Note that the converse is not true. There are points inside $C$ that get mapped by $1/z$ to points also inside $C$. For example, all points in the real axis between $1$ and $a$ are inside $C$ and are mapped to points in the real axis between $0$ and $1$, which are also inside $C$, as the whole $(-1,a)$ interval in the real axis is inside the circle $C$.
For the record, I believe the conjecture to be true.
 A: Let $C_1$ be the image of $C$ under the Möbius transformation $T(z) = \frac 1z$. Then $C_1$ is a circle, and – since $T$ maps the real axis onto itself – $C$ and $C_1$ intersect the real axis at the same angle at $z=-1$, so that the two circles are tangent to each other at that point.
It follows that $C_1$ is either “inside” $C$ or “outside” $C$. Since $\frac 1a \in C_1$ is in the interior of $C$, only the first option is possible.
Finally, $T$ maps the exterior of $C$ to the interior of $C_1$, which is contained in the interior of $C$.

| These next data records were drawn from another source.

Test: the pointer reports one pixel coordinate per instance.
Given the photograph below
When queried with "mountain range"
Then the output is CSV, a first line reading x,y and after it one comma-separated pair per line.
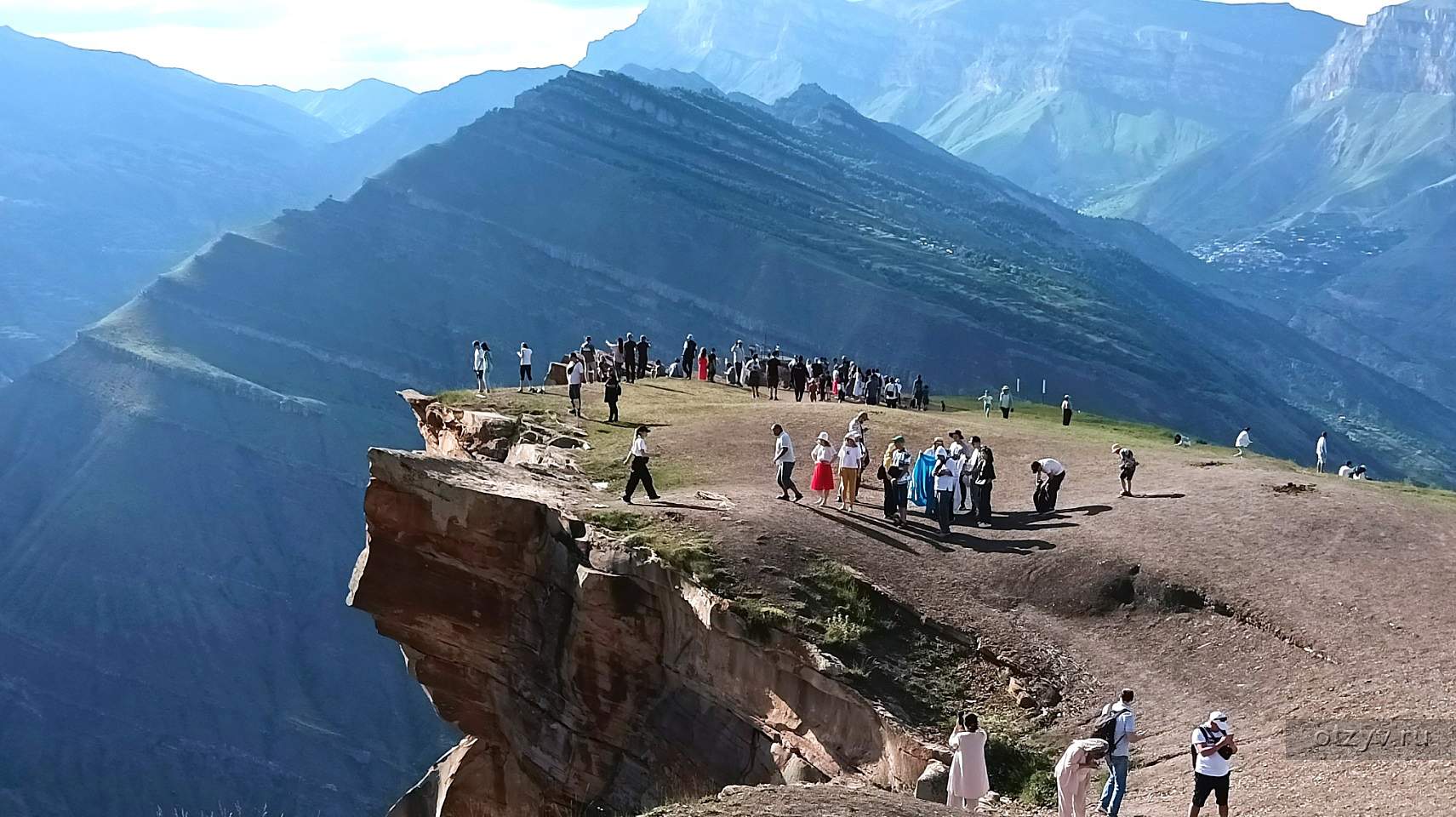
x,y
1308,161
182,483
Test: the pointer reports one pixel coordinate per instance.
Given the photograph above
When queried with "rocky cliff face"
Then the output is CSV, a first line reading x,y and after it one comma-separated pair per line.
x,y
587,675
1407,49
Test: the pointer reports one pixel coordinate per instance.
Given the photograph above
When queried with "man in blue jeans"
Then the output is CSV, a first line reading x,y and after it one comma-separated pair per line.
x,y
1123,739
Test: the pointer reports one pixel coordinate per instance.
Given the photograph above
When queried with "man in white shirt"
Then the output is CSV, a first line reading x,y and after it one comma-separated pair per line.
x,y
784,459
947,481
524,354
1052,474
1124,734
1213,746
575,373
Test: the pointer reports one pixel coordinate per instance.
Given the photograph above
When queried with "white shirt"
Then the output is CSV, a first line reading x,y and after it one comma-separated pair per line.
x,y
1052,468
945,478
1213,765
784,448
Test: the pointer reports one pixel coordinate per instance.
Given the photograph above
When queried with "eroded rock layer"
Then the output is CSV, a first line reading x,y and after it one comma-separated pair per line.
x,y
585,675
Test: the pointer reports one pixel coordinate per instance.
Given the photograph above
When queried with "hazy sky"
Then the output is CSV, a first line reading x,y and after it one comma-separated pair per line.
x,y
421,44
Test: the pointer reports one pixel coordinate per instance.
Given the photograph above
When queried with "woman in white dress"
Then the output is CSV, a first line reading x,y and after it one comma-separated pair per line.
x,y
967,784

Alternative solution: Let $c$ be the center of $C$. The condition $a>1$ implies that $\operatorname{Re}(c) > 0$. The radius is $r  = |c+1|$ and
$z$ is in the exterior of $C$ iff
$$
 |z-c|^2 > |c+1|^2 \\
\iff z \overline z - \overline c z - c \overline z - (c + \overline c + 1) > 0
$$
Then $w = \frac 1z$ satisfies
$$
 1 - \overline c \, \overline w - cw - (c + \overline c + 1)w \overline w > 0 \\
\iff w \overline w + \frac{1}{c + \overline c + 1} w + \frac{\overline c}{c + \overline c + 1} \overline w - \frac{1}{c + \overline c + 1} < 0 \\
\iff \left | w + \frac{\overline c}{c + \overline c + 1} \right|^2 < \frac{|c+1|^2}{(c+\overline c + 1)^2}
$$
so that $w$ is inside the circle $C_1$ with center $c_1 = -\frac{\overline c}{c + \overline c + 1}$ and radius $r_1 = \frac{|c+1|}{(c+\overline c + 1)} $ . In particular,
$$
 |w - c| \le |w - c_1| + |c_1 - c| < r_1 +  |c_1 - c| \\
 = \frac{|c+1|}{(c+\overline c + 1)}  + \frac{|c+1|(c+\overline c)}{c+\overline c + 1} = |c+1| = r
$$
so that $w$ is inside the circle $C$.